Anyway, I suppose this is just my own background in 18C literature skewing my reaction. It seems, though, that this method if followed through could be very effective with that messy dataset we anachronistically refer to as early novels. One of the interesting things about early novels, versus, say, those of the Romantic era and later, is that they appear in radically different forms, forms that should be readily apparent to your rigorous statistical methods.

I wonder what the next step is. Wouldn’t it be fairly easy to use your methodology to pull out epistolary novels from the dataset as a whole? Word groups around letters and numbers would pop out, I’d bet, as would the uses of the second person and the future tense. (I think you mention your surprise in the article that first-person narration depends less on “I” and “me” than on numbers. This seems, too, like what historians of the novel would expect.) What kinds of categories could we find? And how might they overlap with / conflict with our preexisting categories?

This seems like a very promising line of work, and a very exciting new methodology.

I can’t speak to the literary history, but regarding your last point, Michael, I think one of the issues here is the benefit of hindsight for justification. When you look at the results it is easy to say “yes, this would have been what historians would expect.” The problem is, you put 5 historians in a room to make predictions, and you’ll get 10 different ideas of what the most-likely first person narration signal might be (numbers being among them). The benefit of Ted’s method is the removal of that speculation.

“The benefit of Ted’s method is the removal of that speculation.” — Perhaps. Except, the method is also the only occasion for the speculation, so as a benefit that seems like pretty thin gruel. We need a better basis than that. But that’s beside the point. I’m not opposed to the method at all. I’m saying that DHers need to step up their game and cite scholarship. Anything can sound surprising if you don’t cite the scholars who made the point before you in a different way–and there’s always someone who did. This is just the fundamentals of scholarly work. DH is like a football team with a really flashy, high scoring offense, but a defense that often forgets how to tackle. You gotta wrap up!

That’s certainly a fair critique that can be applied to most of us. That said, it also reveals a fundamental issue with longitudinal distant reading: if we’re looking at 200 years of cross-sectional history at a distance, it would be implausible for one researcher or even a small team to have the complete expertise for analysis, data issues, and the gamut of historical moments under consideration. Maybe this is a case for a more crowd-based structure of scholarly development (CERN/LHC model) in DH?

Well, Scott, it sounds like our discussion has moved well beyond the occasion of this one essay, written under whatever constraints dictated its form and content. But I will say that, as a general rule not applied to any specific case, I don’t think your excuse holds up.
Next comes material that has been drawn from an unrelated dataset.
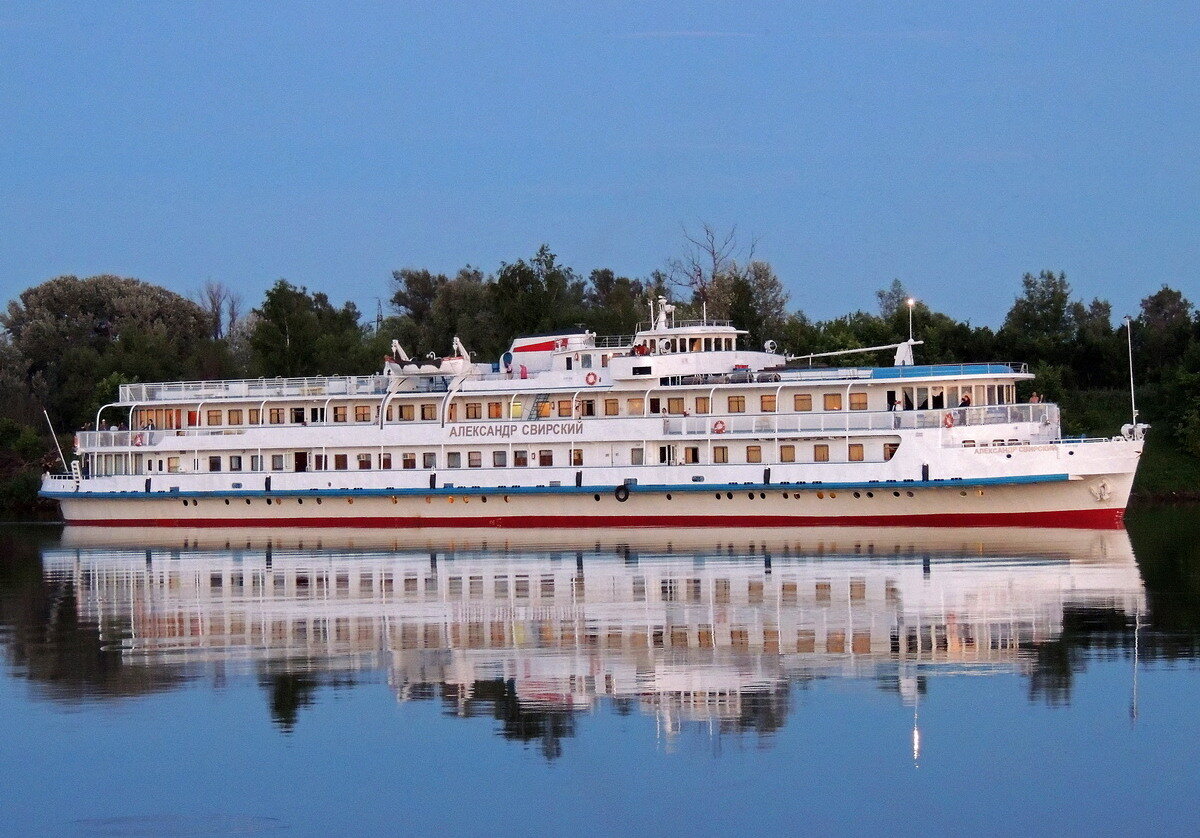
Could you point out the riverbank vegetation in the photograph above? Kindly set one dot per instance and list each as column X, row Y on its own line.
column 67, row 343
What you describe as implausible is really just the process of preparing for comprehensive exams or, if you’re beyond the dissertation stage, preparing a literature review. As I said before, it’s just the fundamentals of scholarly work. You need to review what others have said. You need to explain where your findings support or challenge their conclusions. If other scholarship on your topic isn’t in your bibliography, you’ve got a real credibility problem. If you’re working in teams, somebody in the group needs to do the work. This isn’t a step you can skip, at least not if your goal is to make an actual contribution to an ongoing field of scholarly inquiry.

(yes, I agree that this has moved well beyond the scope of this blog post, but until either of us write a blog post it I suppose this’ll have to be the forum of discussion!) Michael, I’m sympathetic to your point, and I (as well, I think, as everyone else in this conversation) have called out others for not doing their due diligence in their review of related work. I think it’s vitally important, and it’s fairly easy to see where things go wrong when that diligence doesn’t take place (eg many of the culturomics claims).
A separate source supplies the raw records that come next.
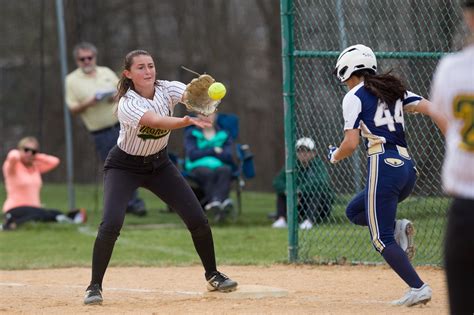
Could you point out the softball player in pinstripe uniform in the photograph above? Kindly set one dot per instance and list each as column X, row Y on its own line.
column 452, row 93
column 374, row 107
column 140, row 159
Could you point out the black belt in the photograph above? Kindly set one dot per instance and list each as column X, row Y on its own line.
column 96, row 132
column 145, row 159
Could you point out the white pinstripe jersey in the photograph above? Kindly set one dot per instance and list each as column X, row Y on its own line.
column 452, row 93
column 136, row 139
With that said, I’m also not convinced that complete due diligence is plausible any longer when it comes to distant reading. The majority of the epistemological and rhetorical force of distant reading is its ability to blur the trees for the forest. That is a very different means to knowledge than traditional humanistic inquiry, which tends to work in the reverse. Claims about and questions of the forest of necessarily of a slightly different nature than those of the trees, and with the size of the ecosystem in every forest (I am so sorry for beating this metaphor beyond death), it’s not only unrealistic but possibly unnecessary for study of the whole to require a detailed knowledge of all constituent parts.
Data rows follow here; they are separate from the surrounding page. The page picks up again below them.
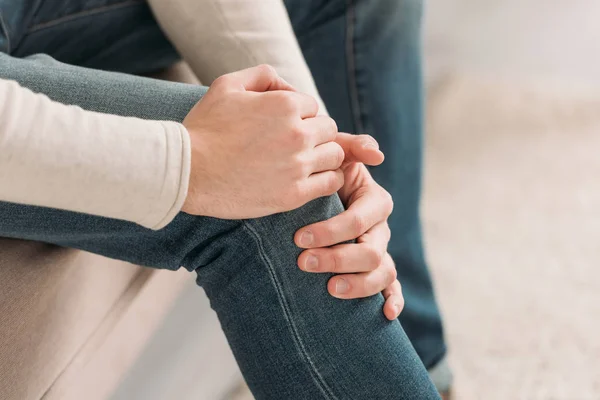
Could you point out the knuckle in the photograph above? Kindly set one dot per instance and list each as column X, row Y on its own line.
column 391, row 275
column 337, row 262
column 336, row 181
column 331, row 126
column 286, row 101
column 294, row 196
column 340, row 155
column 375, row 256
column 358, row 224
column 298, row 135
column 313, row 104
column 222, row 81
column 266, row 69
column 388, row 202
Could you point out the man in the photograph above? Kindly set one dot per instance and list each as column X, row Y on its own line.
column 365, row 57
column 291, row 339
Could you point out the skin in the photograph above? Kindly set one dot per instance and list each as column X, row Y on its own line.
column 364, row 268
column 259, row 148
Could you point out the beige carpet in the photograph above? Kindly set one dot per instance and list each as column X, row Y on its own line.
column 512, row 220
column 512, row 216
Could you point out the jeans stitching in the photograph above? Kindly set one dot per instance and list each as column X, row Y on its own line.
column 81, row 14
column 351, row 66
column 5, row 30
column 318, row 379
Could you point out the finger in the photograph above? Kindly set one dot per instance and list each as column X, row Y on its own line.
column 378, row 236
column 321, row 184
column 364, row 256
column 364, row 284
column 373, row 207
column 343, row 258
column 360, row 148
column 394, row 301
column 321, row 129
column 261, row 78
column 326, row 157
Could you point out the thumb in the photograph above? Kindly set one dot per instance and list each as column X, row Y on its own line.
column 360, row 148
column 262, row 78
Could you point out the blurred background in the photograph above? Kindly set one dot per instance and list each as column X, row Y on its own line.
column 511, row 212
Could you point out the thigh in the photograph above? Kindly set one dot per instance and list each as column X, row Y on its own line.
column 114, row 35
column 292, row 339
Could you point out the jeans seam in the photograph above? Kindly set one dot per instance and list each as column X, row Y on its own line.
column 81, row 14
column 5, row 30
column 351, row 66
column 314, row 372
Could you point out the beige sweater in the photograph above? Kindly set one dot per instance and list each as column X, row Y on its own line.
column 63, row 157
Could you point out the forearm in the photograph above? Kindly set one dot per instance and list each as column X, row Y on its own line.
column 64, row 157
column 221, row 36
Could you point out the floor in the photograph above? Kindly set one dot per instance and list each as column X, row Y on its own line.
column 511, row 208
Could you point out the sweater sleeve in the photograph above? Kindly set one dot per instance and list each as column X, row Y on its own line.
column 220, row 36
column 60, row 156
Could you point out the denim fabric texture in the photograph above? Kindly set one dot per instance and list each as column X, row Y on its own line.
column 365, row 56
column 290, row 337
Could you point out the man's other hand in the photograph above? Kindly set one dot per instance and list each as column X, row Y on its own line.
column 259, row 148
column 363, row 268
It’d be like a chemist needing to maintain a working knowledge of the sum of modern physics to make sure none of her chemical models disagree with the most cutting edge physical ones that underlie it: in theory, that’s the goal, but in practice, the chemists and the physicists realize they can’t each spend the time to get the equivalent of several phds worth of knowledge. Instead, they publish their research, release it to the world, and wait for their counterparts in other disciplines to poke holes in or improve the original models. Or like the Large Hadron Collider, where each publication has to go through several rounds of editing and reviewing, and occasionally hundreds of experts, before getting published.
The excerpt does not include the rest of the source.